Observability breadcrumbs capture preceding actions.

Examples:

addBreadcrumb({
  category: "navigation",
  message: "Opened case detail",
  data: { route: "/cases/:caseId" },
});

addBreadcrumb({
  category: "ui.action",
  message: "Clicked approve",
  data: { caseId },
});

Breadcrumbs help answer “what happened before crash?”

But never include sensitive form fields or document contents.

16. Metrics

Metrics are numerical signals.

Frontend metrics:

JS error rate,
crash-free sessions,
unhandled rejection count,
route transition p75/p95,
API latency by endpoint,
API error rate by status,
Web Vitals,
chunk load failures,
realtime reconnect count,
memory growth,
form submission success/failure,
conflict rate,
forbidden rate,
retry rate.

Metric needs dimensions:

route,
release,
browser,
device,
country/region if allowed,
network type if available,
user role/segment if privacy policy allows.

Avoid high-cardinality dimensions like raw case ID.

17. Web Vitals Instrumentation

Track:

LCP,
INP,
CLS,
FCP/TTFB if useful.

Attach:

route,
release,
page type,
device class,
navigation type,
user segment if allowed.

Example conceptual:

onLCP((metric) => {
  reportMetric("web_vital_lcp", {
    value: metric.value,
    rating: metric.rating,
    route: getRoutePattern(),
    release: config.releaseId,
  });
});

Field Web Vitals reveal real user pain.
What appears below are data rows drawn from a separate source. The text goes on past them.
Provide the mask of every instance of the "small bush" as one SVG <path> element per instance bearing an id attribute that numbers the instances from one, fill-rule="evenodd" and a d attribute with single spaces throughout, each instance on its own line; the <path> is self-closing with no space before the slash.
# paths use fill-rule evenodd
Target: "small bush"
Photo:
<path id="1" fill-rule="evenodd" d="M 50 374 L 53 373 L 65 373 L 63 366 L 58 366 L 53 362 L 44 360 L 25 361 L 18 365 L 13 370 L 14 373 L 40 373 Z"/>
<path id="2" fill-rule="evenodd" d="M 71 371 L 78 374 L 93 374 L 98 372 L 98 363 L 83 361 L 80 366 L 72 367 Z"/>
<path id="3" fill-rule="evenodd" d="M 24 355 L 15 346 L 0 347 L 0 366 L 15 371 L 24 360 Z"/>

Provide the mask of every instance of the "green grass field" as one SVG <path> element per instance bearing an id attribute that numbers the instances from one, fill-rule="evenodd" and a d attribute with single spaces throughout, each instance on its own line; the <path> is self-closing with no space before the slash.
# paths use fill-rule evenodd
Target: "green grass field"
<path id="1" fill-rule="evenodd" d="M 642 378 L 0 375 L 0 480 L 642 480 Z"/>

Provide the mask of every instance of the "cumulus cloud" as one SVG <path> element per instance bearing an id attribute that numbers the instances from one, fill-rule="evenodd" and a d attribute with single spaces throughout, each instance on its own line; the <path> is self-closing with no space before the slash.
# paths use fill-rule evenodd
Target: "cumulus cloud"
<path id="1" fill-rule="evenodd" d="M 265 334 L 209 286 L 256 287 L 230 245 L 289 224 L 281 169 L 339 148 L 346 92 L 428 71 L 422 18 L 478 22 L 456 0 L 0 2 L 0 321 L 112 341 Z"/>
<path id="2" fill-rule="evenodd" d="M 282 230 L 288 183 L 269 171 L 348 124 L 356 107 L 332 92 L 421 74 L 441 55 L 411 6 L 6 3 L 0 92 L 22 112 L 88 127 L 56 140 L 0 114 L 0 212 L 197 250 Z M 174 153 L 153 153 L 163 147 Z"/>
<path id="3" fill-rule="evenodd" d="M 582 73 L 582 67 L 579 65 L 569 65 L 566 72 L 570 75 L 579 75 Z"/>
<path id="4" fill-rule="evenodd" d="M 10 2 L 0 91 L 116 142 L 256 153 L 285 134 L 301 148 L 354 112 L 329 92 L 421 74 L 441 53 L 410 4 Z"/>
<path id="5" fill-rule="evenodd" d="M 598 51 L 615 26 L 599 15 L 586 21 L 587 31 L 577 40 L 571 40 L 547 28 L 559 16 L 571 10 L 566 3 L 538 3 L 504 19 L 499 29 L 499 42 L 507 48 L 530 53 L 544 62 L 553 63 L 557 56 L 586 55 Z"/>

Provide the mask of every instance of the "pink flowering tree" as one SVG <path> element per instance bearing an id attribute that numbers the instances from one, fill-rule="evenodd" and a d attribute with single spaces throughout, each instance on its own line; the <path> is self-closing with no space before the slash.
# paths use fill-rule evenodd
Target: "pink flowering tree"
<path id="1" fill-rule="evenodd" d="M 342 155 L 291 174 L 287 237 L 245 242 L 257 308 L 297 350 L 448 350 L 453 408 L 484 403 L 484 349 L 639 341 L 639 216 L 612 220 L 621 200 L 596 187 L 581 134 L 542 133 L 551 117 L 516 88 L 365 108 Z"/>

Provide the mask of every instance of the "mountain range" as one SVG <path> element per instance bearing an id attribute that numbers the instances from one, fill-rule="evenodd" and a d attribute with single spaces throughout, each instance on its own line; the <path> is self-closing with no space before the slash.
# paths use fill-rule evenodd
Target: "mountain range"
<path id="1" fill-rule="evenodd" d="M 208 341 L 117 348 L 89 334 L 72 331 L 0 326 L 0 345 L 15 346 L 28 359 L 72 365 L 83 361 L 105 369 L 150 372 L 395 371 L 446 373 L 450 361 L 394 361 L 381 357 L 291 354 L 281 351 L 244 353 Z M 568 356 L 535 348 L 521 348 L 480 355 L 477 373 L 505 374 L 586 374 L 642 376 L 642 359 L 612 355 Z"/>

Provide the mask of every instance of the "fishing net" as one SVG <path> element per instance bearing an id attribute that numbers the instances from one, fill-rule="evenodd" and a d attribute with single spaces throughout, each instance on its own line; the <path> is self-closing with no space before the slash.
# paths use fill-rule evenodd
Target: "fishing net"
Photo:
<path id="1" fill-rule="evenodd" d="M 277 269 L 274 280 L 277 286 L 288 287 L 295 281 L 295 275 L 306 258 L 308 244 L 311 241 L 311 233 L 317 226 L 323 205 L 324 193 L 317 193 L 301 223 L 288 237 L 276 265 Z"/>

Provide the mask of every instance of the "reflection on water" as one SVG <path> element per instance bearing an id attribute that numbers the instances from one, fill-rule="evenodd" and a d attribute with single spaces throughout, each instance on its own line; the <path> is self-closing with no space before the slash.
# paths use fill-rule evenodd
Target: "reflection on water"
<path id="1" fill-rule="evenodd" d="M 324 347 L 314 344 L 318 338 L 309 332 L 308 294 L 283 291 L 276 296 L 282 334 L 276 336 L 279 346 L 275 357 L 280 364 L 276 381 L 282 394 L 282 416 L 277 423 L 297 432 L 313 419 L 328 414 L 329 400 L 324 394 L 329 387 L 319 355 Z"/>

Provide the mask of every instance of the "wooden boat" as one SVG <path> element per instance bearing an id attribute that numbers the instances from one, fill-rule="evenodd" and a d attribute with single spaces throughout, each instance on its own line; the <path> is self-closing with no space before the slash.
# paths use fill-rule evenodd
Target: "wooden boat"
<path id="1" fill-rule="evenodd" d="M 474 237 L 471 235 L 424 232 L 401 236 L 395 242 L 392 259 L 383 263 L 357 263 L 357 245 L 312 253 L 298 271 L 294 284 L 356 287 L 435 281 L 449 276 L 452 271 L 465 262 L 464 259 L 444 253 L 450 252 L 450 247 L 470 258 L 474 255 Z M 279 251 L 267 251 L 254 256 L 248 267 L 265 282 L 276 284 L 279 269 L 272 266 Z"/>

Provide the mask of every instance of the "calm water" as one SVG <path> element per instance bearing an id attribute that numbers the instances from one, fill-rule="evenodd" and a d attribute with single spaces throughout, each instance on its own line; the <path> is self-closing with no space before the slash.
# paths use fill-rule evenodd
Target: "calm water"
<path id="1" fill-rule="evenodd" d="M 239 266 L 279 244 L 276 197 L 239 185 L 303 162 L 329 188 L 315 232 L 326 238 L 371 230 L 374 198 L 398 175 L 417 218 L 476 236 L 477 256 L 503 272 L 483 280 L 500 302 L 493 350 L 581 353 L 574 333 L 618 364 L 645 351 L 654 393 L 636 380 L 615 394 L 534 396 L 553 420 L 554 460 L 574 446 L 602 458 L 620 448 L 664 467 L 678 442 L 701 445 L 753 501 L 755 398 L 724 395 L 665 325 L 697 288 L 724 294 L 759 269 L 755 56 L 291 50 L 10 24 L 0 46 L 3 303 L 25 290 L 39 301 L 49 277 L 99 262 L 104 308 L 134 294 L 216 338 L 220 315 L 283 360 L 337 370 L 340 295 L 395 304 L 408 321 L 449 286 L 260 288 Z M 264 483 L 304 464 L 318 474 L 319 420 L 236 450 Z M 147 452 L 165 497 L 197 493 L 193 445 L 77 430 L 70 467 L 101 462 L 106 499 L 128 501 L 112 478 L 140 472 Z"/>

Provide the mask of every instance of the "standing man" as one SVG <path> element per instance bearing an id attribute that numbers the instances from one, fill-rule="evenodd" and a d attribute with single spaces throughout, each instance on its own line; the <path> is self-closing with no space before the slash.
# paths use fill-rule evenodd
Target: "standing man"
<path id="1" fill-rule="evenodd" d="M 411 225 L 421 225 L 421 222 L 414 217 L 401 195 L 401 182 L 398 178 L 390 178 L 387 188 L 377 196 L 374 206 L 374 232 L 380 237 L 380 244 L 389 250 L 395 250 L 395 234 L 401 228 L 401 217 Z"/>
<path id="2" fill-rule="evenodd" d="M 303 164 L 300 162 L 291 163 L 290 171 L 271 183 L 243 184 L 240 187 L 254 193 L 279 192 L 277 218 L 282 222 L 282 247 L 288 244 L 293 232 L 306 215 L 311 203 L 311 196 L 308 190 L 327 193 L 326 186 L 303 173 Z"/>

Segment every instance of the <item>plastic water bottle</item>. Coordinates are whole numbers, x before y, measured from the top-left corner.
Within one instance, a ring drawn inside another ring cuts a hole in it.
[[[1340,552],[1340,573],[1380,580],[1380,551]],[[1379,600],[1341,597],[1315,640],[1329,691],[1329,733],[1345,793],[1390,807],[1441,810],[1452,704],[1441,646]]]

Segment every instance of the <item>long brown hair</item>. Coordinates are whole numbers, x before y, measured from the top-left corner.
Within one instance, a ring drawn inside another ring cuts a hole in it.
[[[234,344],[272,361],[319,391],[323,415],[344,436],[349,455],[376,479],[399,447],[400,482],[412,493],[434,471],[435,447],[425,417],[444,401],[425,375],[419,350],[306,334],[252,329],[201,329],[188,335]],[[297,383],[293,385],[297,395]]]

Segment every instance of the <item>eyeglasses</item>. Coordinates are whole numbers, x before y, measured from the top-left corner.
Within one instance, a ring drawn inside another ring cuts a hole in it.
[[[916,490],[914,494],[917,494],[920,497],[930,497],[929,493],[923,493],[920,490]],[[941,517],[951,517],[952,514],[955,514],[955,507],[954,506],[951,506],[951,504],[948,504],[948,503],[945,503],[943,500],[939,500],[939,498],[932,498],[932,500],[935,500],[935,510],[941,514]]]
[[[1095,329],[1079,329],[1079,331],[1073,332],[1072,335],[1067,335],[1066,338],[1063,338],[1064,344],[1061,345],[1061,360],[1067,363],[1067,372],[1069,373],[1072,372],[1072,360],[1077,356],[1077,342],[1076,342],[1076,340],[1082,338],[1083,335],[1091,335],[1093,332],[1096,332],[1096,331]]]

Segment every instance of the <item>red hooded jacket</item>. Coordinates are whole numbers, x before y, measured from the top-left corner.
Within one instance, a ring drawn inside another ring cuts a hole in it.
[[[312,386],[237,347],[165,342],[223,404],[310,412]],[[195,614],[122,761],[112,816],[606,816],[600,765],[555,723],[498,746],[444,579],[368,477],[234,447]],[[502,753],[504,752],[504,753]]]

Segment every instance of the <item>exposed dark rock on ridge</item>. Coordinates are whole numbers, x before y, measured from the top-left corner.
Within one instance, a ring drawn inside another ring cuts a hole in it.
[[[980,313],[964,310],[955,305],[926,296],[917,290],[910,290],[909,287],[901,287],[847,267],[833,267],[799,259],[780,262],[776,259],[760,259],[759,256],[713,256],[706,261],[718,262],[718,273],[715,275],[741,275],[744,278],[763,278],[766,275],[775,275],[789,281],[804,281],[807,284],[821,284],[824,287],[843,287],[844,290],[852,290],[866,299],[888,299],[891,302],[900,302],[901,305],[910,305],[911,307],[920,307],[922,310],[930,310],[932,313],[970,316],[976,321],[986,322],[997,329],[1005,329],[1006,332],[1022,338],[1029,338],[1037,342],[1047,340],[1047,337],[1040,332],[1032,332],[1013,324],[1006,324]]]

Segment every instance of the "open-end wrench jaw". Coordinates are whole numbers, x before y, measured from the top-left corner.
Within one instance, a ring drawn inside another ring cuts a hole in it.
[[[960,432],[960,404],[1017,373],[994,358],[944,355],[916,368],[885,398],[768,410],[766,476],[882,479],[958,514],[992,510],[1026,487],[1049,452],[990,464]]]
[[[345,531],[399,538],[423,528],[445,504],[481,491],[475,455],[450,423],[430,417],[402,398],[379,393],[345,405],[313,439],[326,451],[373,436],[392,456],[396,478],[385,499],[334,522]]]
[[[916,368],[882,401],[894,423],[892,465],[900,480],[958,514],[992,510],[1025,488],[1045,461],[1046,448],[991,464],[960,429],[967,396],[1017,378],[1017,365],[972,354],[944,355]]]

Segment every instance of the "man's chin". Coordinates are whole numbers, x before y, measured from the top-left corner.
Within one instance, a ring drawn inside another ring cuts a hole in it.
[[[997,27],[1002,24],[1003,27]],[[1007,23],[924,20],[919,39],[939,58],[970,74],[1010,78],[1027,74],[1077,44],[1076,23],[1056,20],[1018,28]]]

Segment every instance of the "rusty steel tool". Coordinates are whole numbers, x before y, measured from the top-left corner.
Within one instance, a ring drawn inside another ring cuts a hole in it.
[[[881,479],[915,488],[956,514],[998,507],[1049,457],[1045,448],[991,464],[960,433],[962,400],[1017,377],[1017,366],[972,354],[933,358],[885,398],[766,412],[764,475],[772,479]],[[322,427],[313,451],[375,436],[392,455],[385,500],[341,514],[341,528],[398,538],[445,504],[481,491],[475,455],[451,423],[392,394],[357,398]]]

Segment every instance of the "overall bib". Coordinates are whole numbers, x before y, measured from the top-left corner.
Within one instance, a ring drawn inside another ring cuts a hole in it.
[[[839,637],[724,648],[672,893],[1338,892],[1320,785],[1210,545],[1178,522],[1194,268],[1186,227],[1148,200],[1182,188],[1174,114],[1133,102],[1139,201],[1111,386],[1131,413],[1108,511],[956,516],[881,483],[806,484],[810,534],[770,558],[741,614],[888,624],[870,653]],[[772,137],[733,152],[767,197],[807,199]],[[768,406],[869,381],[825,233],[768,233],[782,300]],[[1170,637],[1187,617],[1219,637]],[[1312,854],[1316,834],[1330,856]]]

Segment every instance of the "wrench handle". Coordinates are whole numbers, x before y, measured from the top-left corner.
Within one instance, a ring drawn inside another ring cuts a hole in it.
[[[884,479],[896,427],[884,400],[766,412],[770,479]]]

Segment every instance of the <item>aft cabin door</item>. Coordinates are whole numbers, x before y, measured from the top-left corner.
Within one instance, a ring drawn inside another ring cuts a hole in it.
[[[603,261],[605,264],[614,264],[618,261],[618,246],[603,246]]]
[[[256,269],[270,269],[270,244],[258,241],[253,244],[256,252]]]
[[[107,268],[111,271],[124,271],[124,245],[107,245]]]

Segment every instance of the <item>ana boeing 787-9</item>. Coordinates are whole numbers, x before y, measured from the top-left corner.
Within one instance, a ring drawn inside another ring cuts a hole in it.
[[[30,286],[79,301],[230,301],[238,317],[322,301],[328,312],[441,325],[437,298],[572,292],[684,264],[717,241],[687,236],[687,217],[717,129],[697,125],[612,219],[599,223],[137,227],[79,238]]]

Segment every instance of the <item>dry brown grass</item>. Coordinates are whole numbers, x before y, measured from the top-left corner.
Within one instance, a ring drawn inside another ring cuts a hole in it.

Lab-only performance can miss production issues.

18. Tracing

Tracing links work across frontend and backend.

Example trace:

User clicks Approve
  frontend span: approve_button_click
  frontend span: POST /cases/:id/approve
  backend span: approveCase handler
  db span: update case
  backend span: audit event insert
  frontend span: invalidate case detail

Benefits:

see end-to-end latency,
correlate frontend action with backend service,
debug slow command,
identify API bottleneck,
attach trace id to support ticket.

OpenTelemetry provides vendor-neutral APIs/SDKs for traces, metrics, and logs.

19. Frontend Span Design

Spans:

navigation,
route loader,
API request,
form submit,
mutation,
realtime reconnect,
heavy computation,
file upload,
chunk load.

Example conceptual:

const span = tracer.startSpan("case.approve");

try {
  span.setAttribute("case.id", caseId);
  span.setAttribute("route", "/cases/:caseId");

  await approveCase(input);

  span.setStatus({ code: SpanStatusCode.OK });
} catch (error) {
  span.recordException(error);
  span.setStatus({ code: SpanStatusCode.ERROR });
  throw error;
} finally {
  span.end();
}

Be careful with sensitive attributes. Do not attach approval reason.

20. API Observability

For each API request, capture:

method,
endpoint pattern,
status,
duration,
retry count,
aborted/timeout,
trace id,
release,
route,
error type.

Endpoint pattern:

GET /cases/:caseId

not raw:

GET /cases/CASE-2026-001

if IDs are sensitive/high-cardinality.

21. Domain Reliability Metrics

For workflow-heavy UI, track domain-oriented signals.

Examples:

approval submit success rate,
approval validation error rate,
conflict rate,
forbidden action attempt rate,
average approval command latency,
percentage of cases with stale update banner,
realtime disconnect duration,
file upload failure rate,
report generation timeout rate.

These metrics connect frontend reliability to business outcomes.

22. Release Health

Every event should include release id.

Release health tracks:

crash-free sessions,
error rate by release,
Web Vitals by release,
chunk failures by release,
API failure correlation,
feature flag state,
adoption percentage,
rollback trigger threshold.

If new release spikes errors, rollback or disable flag quickly.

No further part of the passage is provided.